Below feedPageview is a REST method which accepts a post with a json content.

@RequestMapping(value = "/feed",method= RequestMethod.POST)
@ResponseStatus(HttpStatus.OK)
public void feedPageview(@RequestBody(required = true) Pageview event) throws Exception {
    Assert.notNull(event.getUser(), "User must be set");
    Assert.notNull(event.getId(), "Id must be set");
    resetStateMachineFromStore(event.getUser());
    feedMachine(event.getUser(), event.getId());
}

Below feedMachine will send event into a StateMachine and persists its state using a StateMachinePersister.
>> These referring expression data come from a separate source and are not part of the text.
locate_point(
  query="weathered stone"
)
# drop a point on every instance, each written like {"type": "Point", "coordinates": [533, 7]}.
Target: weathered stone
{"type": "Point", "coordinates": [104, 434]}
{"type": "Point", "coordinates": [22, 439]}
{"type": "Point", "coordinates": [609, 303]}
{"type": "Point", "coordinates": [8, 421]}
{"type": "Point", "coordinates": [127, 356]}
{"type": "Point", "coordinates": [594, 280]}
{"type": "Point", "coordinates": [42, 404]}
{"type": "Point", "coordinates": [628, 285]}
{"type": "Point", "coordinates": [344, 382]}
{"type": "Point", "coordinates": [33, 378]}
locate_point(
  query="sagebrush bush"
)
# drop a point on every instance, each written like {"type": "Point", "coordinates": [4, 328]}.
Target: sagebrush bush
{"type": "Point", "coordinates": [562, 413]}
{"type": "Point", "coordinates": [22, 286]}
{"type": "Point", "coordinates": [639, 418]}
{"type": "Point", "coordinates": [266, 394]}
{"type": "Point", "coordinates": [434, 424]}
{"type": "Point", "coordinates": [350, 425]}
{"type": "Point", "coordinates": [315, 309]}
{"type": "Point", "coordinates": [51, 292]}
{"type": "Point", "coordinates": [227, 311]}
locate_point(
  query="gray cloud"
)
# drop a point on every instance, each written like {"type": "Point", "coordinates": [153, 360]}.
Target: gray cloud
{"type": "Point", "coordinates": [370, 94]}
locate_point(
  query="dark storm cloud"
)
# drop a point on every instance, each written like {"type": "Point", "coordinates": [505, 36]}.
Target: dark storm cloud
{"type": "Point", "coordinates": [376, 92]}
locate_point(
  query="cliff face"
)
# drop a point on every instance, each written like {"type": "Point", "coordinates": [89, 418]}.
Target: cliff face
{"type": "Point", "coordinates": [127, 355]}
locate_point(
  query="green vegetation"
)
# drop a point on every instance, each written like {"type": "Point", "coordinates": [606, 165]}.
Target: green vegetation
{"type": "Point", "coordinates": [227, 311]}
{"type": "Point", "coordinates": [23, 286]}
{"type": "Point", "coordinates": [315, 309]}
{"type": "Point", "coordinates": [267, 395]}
private void feedMachine(String user, Events id) throws Exception {
    stateMachine.sendEvent(id);
    stateMachinePersister.persist(stateMachine, "testprefix:" + user);
}

Below resetStateMachineFromStore is used to restore a state machine for a particular user.

private StateMachine<States, Events> resetStateMachineFromStore(String user) throws Exception {
    return stateMachinePersister.restore(stateMachine, "testprefix:" + user);
}

As you’d send event using UI, same can be done using a REST calls:

# curl http://localhost:8080/feed -H "Content-Type: application/json" --data '{"user":"joe","id":"VIEW_I"}'

At this point you should have a content in Redis with a testprefix:joe key.

$ ./redis-cli
127.0.0.1:6379> KEYS *
1) "testprefix:joe"

Below is a three images when state for joe has been changed from HOME to ITEMS and when ADD action has been executed.

Send event ADD:

sm eventservice 2

Now your are still on state ITEMS and internal transition caused extended state variable COUNT to increase to 1.

sm eventservice 3

Execute below curl rest call few times or do it via UI and you should see COUNT variable to increase with every call.